Job support scheme replaces furlough

Unlike the furlough scheme, which helped pay the wages of employees that were unable to work, the job support scheme will only pay towards ‘viable jobs’ – jobs where people can still go to work but may need to have their hours decreased as a result of the coronavirus measures.

The job support scheme is claimed by employers, for employees who are in work for at least a third of their normal hours.

The employer must pay the employee for the work they carry out, and the government will top-up the remaining two-thirds of the employees’ normal salary – before their hours were reduced.

This aims to stop employees from having to take pay cuts and hopefully means employers can keep more staff.

Employers across the UK can claim, but it will only be open to large businesses if their turnover has fallen as a result of COVID-19. It’s open to employers who haven’t used the furlough scheme and can be claimed at the same time as the job retention bonus.

Help for self-employed workers

Self-employed workers will see an extension to the grants they are able to claim under SEISS. From November, they will have ‘similar terms and conditions’ to the job support scheme.

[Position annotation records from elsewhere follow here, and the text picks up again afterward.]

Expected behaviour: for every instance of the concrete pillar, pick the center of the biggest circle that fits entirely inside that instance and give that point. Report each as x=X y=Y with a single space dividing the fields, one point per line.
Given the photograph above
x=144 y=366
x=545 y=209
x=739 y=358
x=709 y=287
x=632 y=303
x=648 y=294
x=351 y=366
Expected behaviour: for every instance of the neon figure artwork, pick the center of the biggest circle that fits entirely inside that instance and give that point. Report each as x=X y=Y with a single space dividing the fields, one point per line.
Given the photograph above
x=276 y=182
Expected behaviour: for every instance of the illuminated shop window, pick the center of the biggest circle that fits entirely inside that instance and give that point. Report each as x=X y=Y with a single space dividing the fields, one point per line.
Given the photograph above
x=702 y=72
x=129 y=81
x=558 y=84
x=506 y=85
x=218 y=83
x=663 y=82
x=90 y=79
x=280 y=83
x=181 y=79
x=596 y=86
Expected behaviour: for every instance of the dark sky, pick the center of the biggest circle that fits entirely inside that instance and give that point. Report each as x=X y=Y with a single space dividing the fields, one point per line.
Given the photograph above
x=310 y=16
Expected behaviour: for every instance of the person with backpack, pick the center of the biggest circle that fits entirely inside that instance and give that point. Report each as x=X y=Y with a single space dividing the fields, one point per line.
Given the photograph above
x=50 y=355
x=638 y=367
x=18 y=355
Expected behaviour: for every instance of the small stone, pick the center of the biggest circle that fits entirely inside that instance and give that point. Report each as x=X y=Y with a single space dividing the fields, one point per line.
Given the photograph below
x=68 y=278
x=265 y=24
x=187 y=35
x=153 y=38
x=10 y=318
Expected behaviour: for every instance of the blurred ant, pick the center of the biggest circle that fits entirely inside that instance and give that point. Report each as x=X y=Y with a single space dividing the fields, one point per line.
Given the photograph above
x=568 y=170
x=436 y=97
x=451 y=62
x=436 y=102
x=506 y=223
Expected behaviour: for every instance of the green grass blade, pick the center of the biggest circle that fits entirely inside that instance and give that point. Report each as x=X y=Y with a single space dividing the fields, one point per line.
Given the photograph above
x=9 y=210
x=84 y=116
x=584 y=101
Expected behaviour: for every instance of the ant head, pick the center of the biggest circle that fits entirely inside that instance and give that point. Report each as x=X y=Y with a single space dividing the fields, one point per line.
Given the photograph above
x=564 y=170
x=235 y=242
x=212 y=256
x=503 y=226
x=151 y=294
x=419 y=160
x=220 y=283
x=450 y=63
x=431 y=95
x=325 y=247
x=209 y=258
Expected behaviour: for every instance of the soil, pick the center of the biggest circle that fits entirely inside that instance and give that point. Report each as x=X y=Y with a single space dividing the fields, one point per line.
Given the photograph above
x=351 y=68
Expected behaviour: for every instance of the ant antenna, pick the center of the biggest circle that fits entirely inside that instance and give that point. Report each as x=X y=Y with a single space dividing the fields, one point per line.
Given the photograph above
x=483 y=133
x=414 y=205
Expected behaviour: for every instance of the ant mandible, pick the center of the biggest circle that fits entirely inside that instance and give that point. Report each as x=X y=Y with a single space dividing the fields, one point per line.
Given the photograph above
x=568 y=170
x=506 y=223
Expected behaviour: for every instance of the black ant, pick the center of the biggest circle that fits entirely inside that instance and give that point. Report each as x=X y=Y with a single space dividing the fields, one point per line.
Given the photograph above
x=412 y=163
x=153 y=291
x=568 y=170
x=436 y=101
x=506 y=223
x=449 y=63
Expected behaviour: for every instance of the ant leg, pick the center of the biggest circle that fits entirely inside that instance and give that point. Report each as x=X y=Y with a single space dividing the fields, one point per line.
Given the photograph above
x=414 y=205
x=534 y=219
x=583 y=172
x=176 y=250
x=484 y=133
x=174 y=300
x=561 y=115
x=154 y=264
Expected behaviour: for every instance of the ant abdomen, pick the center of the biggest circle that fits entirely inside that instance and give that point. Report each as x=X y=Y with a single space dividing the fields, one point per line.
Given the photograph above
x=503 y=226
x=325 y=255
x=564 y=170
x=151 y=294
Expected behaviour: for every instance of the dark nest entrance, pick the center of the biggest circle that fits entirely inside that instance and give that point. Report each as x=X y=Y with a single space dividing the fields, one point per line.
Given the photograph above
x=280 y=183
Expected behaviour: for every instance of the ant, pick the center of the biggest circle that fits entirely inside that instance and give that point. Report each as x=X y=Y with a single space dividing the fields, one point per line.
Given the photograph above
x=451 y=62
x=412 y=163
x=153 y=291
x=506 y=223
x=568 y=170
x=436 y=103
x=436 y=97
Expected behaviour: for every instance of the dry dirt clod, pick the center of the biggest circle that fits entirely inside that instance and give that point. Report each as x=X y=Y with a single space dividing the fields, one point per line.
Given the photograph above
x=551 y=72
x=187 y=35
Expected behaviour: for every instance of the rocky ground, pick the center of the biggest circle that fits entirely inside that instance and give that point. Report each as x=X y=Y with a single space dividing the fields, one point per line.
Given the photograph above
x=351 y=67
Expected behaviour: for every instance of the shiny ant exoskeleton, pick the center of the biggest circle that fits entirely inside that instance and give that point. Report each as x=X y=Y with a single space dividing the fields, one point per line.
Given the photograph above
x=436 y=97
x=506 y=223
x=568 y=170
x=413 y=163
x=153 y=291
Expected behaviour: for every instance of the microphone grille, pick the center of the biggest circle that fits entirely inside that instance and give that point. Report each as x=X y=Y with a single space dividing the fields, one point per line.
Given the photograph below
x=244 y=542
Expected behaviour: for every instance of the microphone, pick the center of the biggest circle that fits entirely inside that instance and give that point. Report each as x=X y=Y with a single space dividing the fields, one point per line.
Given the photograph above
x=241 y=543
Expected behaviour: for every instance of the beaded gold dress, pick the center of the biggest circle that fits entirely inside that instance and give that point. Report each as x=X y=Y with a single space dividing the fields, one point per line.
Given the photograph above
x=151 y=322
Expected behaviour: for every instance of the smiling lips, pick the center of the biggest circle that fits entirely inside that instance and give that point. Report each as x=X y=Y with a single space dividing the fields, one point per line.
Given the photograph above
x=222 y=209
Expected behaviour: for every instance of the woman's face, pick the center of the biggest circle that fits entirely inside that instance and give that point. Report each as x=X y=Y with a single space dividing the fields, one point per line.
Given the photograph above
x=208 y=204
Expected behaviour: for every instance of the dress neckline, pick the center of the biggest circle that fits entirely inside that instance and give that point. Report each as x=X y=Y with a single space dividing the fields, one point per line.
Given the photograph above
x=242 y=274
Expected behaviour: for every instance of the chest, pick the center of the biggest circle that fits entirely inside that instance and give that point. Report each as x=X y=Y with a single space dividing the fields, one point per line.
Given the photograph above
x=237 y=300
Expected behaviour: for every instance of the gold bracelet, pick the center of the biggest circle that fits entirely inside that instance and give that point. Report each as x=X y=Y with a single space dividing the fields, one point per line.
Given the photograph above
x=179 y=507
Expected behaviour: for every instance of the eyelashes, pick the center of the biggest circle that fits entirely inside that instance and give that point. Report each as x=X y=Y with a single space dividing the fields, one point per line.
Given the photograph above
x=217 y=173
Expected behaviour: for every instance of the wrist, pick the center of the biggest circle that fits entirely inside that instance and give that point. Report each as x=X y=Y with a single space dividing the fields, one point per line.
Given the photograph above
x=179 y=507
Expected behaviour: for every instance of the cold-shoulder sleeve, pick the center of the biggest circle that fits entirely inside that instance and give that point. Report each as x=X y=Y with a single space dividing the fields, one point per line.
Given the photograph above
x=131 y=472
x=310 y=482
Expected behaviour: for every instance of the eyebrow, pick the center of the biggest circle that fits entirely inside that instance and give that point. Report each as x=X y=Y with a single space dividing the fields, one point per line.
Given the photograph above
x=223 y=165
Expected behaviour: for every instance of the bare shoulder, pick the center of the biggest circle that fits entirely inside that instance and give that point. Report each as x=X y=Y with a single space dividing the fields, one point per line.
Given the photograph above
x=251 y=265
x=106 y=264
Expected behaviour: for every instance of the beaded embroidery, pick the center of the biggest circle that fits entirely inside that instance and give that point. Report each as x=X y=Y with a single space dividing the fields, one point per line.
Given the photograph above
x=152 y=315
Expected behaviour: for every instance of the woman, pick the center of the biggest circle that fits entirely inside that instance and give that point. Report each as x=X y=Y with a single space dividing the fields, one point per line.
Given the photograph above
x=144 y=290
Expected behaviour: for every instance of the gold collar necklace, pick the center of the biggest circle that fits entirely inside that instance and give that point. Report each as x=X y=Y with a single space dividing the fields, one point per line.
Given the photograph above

While precise details have not yet been released, this presumably means self-employed traders will be able to claim grants for two-thirds of their ‘normal’ income as long as they work at least a third of their usual hours.

Self-assessment tax deferral

As part of SEISS, those who pay tax by payment on account were allowed to defer their July 2020 payment to 31 January 2021 – when they would have to pay the whole of the tax owing in one go.

Under the Winter Economy Plan, those who pay tax by self-assessment can defer the payment due on their 2019-20 tax return for 12 months from January 2021. Under normal circumstances, tax would have to be paid by midnight on 31 January 2021.

New VAT deferral scheme

Businesses that deferred their VAT payments due to coronavirus were going to face a lump-sum bill in March 2021.

However, the Chancellor announced that this deferred bill can now be spread over 11 smaller repayments – and no interest will be added.

There were reportedly almost half a million businesses that deferred more than £30bn of VAT this year.

Pay as you grow for Bounceback loans

Many small businesses were given government-backed loans earlier this year to help with costs and cashflow during lockdown.

These were originally due to be repaid over the next six years – but this has now been increased to 10 years, reducing many businesses’ monthly repayments.

Businesses that are struggling can also make interest-only repayments, or apply to suspend repayments altogether for up to six months.

More time for government loans

Other government loan schemes for businesses are having their application deadlines extended to the end of 2020, and the Chancellor hinted at a new ‘successor loan programme’, set to launch in January.